We determined and compared the enzymatic parameters of recombinant forms of DPPs and AOP (Table 1). The kcat/Km values for the best substrates for their respective peptidases were the highest in DPP4 followed by DPP11, while DPP5 and DPP7 possessed moderate values, and AOP had the lowest. Interestingly, this order was in parallel with substrate confinement in these exopeptidases, from Pro-specific DPP4, to Asp/Glu-specific DPP11, hydrophobic P1- and P2-specific DPP7, hydrophobic P1-specific DPP5, and the most relaxed hydrophobic P1-specific AOP. This coincidence is reasonable, because DPP4 may fold into the most specific steric structures for its substrate, whereas AOP, which is able to liberate di- and tri-peptides with and without N-terminal modification, may fold into a more open structure that is able to accept several types of substrates.

Table 1

Enzymatic parameters of P. gingivalis exopeptidases.

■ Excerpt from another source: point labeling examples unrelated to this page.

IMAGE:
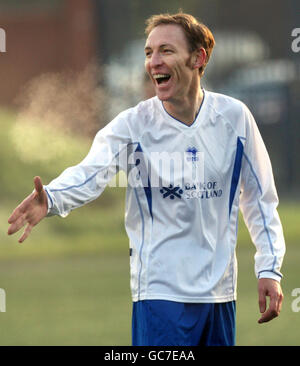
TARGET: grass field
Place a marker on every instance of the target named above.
(68, 284)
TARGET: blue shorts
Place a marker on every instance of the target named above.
(169, 323)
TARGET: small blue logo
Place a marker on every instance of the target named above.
(192, 154)
(171, 192)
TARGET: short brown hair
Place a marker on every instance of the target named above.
(197, 34)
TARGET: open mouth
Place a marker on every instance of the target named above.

Enzyme	Peptidyl MCAa	kcat (s−1)	Km (μM)	kcat/Km (μM−1 s−1)	Reference
DPP4	Gly-Pro-	6,917 ± 1253	100.9 ± 20.1	66.8 ± 2.0	This study
DPP5	Lys-Ala-	7,577 ± 637	687.6 ± 11.0	11.0	[24]
DPP7	Met-Leu-	394 ± 79	39.6 ± 16.0	10.6 ± 2.5	[51]
DPP11	Leu-Asp-	10,707 ± 140	19.5 ± 0.4	547.4 ± 6.3	This study
AOP	Z-VKM-	592 ± 40	4.9 ± 1.0	123.3 ± 17.3	This study

The most suitable peptidyl MCA is presented. Mean ± S.D.

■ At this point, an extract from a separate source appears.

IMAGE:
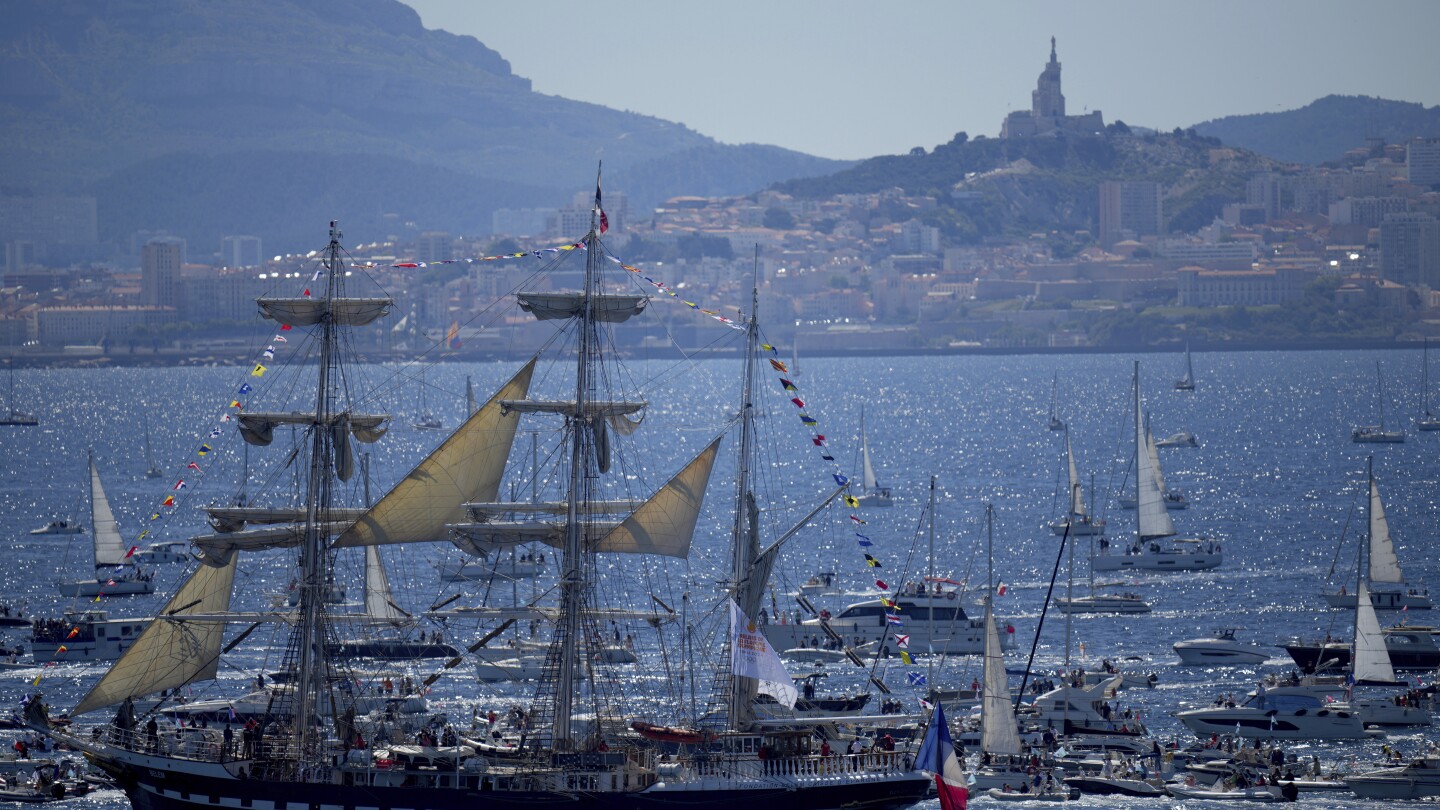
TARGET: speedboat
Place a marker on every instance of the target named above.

Exopeptidases as potential virulence factors of P. gingivalis

All four DPP activities have been detected in P. gingivalis strains ATCC 33277, ATCC 49417, W83, W50, HW24D1, HNA99, HG1690, and 16-1 [50], and the exopeptidases discussed in this article contribute to bacterial growth. The findings presented here suggest that the activities of these exopeptidases influence both bacterial colonization in the oral cavity and clearance from the cardiovascular system after entering the blood circulation from a periodontal lesion.

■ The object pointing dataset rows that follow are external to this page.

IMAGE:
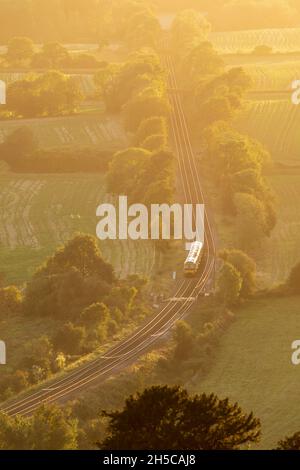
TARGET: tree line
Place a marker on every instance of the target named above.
(79, 290)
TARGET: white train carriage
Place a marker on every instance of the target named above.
(192, 263)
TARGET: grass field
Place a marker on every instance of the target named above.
(273, 75)
(253, 366)
(40, 212)
(85, 81)
(276, 124)
(281, 40)
(81, 130)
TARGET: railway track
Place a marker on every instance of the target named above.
(128, 350)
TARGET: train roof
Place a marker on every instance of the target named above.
(195, 250)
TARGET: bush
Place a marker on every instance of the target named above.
(10, 300)
(70, 339)
(155, 142)
(156, 125)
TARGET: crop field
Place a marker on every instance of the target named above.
(253, 366)
(276, 76)
(275, 123)
(85, 81)
(81, 130)
(40, 212)
(281, 40)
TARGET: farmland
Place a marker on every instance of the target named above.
(253, 366)
(85, 81)
(281, 40)
(276, 124)
(40, 212)
(81, 130)
(273, 76)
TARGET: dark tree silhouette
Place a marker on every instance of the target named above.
(165, 417)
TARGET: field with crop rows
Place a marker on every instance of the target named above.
(276, 123)
(253, 366)
(40, 212)
(85, 81)
(281, 40)
(81, 130)
(273, 76)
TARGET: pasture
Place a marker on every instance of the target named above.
(275, 123)
(233, 42)
(253, 366)
(85, 81)
(40, 212)
(79, 130)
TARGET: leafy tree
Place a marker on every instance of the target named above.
(49, 94)
(38, 352)
(145, 104)
(251, 220)
(81, 252)
(155, 125)
(184, 341)
(70, 339)
(95, 313)
(154, 142)
(168, 418)
(245, 266)
(229, 284)
(10, 300)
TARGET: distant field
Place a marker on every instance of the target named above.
(81, 130)
(253, 366)
(85, 81)
(281, 252)
(40, 212)
(273, 76)
(276, 123)
(281, 40)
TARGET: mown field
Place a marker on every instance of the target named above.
(273, 76)
(85, 81)
(276, 124)
(82, 130)
(40, 212)
(253, 366)
(281, 40)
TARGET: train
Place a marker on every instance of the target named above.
(192, 262)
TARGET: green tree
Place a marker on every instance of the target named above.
(290, 443)
(245, 266)
(184, 341)
(53, 428)
(70, 339)
(168, 418)
(229, 284)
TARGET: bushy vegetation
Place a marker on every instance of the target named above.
(78, 289)
(49, 94)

It has been reported that P. gingivalis DPP4 promotes the degradation of collagen and gelatin mediated by host proteases, and also inhibits binding between gingival fibroblasts and fibronectin [43]. In addition, DPP4 is involved in biofilm formation by P. gingivalis, which is closely related to bacterial virulence [44]. Hence, it is reasonable to postulate that other DPPs also contribute to biofilm formation and mixed-species colonization in subgingival plaque. Furthermore, evaluation of the roles of P. gingivalis DPPs in systemic diseases, especially type-2 diabetes mellitus and cardiovascular diseases, would be interesting. Our preliminary data indicate that the human peptide hormone incretin GLP-1, which induces secretion of insulin from the pancreas, is degraded by P. gingivalis bacterial cells and DPP4 in vitro. This is now an important point of focus for further studies.

Conclusion

P. gingivalis expresses various exopeptidases, i.e., DPP4, DPP5, DPP7, DPP11, PtpA, and AOP, in periplasmic space, which produce di- and tri-peptides from most oligopeptides. This oligopeptide processing step is important as an extracellular event in the metabolism of asaccharolytic P. gingivalis. Rgp and Kgp are also involved in dipeptide production. An organized subcellular localization of various exopeptidases and gingipains is a rational explanation for processing of proteinaceous nutrients present in the subgingival environment, thus providing a means of efficient survival for the bacterium.

Additional note

To activate studies of DPPs of P. gingivalis and other oral bacteria, we contacted the Peptide Institute (Osaka, Japan) to produce DPP substrates. As a result, Leu-Asp- and Met-Leu-MCA, substrates for DPP11 and DPP7, respectively, have recently become available (The Peptide Institute, Supplemental Product List 28-3, 2015).

Conflict of interest

The authors have no conflict of interest to declare.